Let's just say that celebrate the approaching death has never been my priority. Indeed, the thought of growing old traditionally cast a veil of sadness In my own personal celebration for the new year, with the thought that flew upcoming birthday in a month plentiful. Make twenty-seven years without hearing about him, be proud of what has been done even if in reality it is still at zero, such as flour. " Zero certainties, so many ideas: will and energy "a thousand" prospects minimum tangible. While the international crisis scenarios painted unpredictable, time passes inexorably on my poor little head, which slowly becomes more and more bald: some weeks I have a shadow in the white beard, chin height. Adulthood that you are a hold of me? It's about time, Mom would say.
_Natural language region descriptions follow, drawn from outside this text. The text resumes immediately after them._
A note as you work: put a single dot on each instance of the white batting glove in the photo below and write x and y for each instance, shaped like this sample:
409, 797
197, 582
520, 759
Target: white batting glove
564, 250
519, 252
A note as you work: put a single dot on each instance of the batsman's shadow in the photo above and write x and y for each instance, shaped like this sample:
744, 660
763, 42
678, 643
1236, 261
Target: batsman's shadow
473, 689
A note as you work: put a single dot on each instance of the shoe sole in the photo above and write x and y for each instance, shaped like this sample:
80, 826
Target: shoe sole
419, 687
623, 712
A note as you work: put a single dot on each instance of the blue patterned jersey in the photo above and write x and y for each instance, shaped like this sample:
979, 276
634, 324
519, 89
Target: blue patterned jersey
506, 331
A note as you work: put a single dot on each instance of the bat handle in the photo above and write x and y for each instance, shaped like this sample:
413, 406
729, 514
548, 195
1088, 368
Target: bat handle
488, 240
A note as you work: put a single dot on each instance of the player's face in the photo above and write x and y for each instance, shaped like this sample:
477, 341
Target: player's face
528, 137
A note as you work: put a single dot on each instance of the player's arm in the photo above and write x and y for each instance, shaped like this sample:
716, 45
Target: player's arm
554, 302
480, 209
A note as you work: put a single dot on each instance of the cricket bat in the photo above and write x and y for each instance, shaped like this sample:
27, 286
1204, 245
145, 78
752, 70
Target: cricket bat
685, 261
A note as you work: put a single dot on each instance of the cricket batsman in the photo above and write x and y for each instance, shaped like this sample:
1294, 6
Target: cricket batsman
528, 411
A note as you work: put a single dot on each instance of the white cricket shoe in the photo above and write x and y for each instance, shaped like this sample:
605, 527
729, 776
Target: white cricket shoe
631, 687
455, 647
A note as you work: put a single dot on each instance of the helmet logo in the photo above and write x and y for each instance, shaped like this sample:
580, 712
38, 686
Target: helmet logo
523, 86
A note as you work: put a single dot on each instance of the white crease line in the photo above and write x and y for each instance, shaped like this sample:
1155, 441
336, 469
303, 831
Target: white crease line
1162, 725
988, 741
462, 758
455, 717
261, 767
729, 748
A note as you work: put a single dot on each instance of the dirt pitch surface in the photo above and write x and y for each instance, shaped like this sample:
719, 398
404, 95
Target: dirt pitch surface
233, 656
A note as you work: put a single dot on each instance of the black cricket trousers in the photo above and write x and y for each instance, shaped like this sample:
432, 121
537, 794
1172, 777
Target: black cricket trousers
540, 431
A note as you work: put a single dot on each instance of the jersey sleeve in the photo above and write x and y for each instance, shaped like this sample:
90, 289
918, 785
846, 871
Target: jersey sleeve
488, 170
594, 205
I beat a good-natured laugh when I remember the discomfort I felt the day after the graduation party, when the station riaccompagnai my cousin Stephen, who came specially to Milan, leaving for Rome: returning by car to the house, completely lost in thought, a Piazzai 'nailed in front of a red light completely escaped my attention. Loss postgraduate conclusion in one phase of life, beginning the transition to adulthood. This time the station was not the central, as it was not my cousin Stephen, the destination was Rome and the celebrations did not relate to graduation. Moreover in the background Mariah Carey singing "Cheeeenliiiiiiiiiiii. A strange feeling ran through my head. How to ask ourselves who they shoot a twelve-hour train to come and see you and celebrate your birthday in a foreign city, crossing two borders, "not leave you alone? Maybe you should get on that train? Mom nodded with conviction.
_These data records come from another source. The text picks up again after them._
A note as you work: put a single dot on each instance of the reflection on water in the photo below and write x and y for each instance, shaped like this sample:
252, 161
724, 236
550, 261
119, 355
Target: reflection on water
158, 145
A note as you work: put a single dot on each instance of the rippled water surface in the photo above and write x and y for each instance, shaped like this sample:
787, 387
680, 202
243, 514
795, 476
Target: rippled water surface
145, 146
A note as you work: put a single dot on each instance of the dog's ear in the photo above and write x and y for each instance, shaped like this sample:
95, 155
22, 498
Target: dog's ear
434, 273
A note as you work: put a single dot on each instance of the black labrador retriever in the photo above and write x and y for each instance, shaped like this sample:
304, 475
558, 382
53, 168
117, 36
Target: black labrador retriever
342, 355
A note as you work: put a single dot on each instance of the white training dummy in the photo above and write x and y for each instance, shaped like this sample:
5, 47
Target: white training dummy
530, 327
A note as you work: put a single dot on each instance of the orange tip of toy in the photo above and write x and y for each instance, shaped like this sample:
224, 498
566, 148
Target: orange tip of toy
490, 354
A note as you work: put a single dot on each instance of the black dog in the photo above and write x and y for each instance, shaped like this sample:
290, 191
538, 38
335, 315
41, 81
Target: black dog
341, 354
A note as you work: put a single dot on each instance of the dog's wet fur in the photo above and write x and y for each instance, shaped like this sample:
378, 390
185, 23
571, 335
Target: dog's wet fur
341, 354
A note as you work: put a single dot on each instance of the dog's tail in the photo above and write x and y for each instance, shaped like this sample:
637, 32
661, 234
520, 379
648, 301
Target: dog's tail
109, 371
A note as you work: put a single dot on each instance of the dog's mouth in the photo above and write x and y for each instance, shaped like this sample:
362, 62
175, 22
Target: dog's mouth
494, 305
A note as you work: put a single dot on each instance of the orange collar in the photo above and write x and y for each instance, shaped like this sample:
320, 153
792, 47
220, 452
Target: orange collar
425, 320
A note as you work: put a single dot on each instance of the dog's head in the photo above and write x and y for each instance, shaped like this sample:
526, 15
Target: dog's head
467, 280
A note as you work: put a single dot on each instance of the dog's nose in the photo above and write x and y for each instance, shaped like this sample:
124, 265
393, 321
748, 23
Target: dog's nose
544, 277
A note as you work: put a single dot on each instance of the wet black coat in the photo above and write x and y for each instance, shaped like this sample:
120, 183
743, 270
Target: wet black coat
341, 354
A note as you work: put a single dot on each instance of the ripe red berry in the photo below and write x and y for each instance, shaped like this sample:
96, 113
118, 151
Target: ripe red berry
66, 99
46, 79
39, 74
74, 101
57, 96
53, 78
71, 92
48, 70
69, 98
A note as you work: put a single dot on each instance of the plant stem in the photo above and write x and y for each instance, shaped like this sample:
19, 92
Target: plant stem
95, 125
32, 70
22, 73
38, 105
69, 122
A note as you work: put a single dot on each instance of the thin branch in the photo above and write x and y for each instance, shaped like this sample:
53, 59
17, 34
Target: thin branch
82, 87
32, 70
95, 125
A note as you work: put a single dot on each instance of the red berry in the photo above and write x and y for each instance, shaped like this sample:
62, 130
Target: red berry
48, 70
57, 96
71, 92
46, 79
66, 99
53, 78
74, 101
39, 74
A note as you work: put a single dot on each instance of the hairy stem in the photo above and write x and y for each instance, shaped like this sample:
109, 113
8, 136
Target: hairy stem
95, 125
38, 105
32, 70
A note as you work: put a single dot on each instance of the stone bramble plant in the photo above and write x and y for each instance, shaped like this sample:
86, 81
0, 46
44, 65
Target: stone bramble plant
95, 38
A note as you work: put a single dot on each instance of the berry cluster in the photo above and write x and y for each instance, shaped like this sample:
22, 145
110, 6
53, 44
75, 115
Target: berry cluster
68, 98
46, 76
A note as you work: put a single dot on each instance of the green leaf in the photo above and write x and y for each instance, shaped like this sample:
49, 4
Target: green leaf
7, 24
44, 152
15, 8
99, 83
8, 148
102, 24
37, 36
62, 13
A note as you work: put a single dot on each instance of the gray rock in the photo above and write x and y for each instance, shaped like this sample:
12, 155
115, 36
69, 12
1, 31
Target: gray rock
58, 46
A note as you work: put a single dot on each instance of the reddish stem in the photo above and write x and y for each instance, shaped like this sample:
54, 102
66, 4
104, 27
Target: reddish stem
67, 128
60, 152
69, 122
honestly do not know. What I know is that in Belgrade the list of "I never thought of ..." has lengthened. For example Hala Sportova (sports arena) in Novi Beograd which, more or less randomly, I found myself sitting at the table scoring in a friendly match between two women's volleyball teams in Serie A (which means a category under the Super Liga Serbian). Or when, along with Frederick, we came in asking to see the Sports Café Milan-Bologna: the waiter, as was the most 'normal world, two televisions tuned specifically for us - in the midst of a bunch of screens - at of our table on the game chosen. And while we're at, I add that I never thought of rejoicing for a goal by Beckham (Rossoneri in the bargain). And I never thought of losing two pounds in half an hour, what it 'happened today in an incredibly hot morning in Belgrade: trolleybus number forty became fact because of the sauna heating "pad". With at least fifteen degrees outside in a sunny February morning. In the Canaries? No, in Belgrade. These things happen. Who would have thought?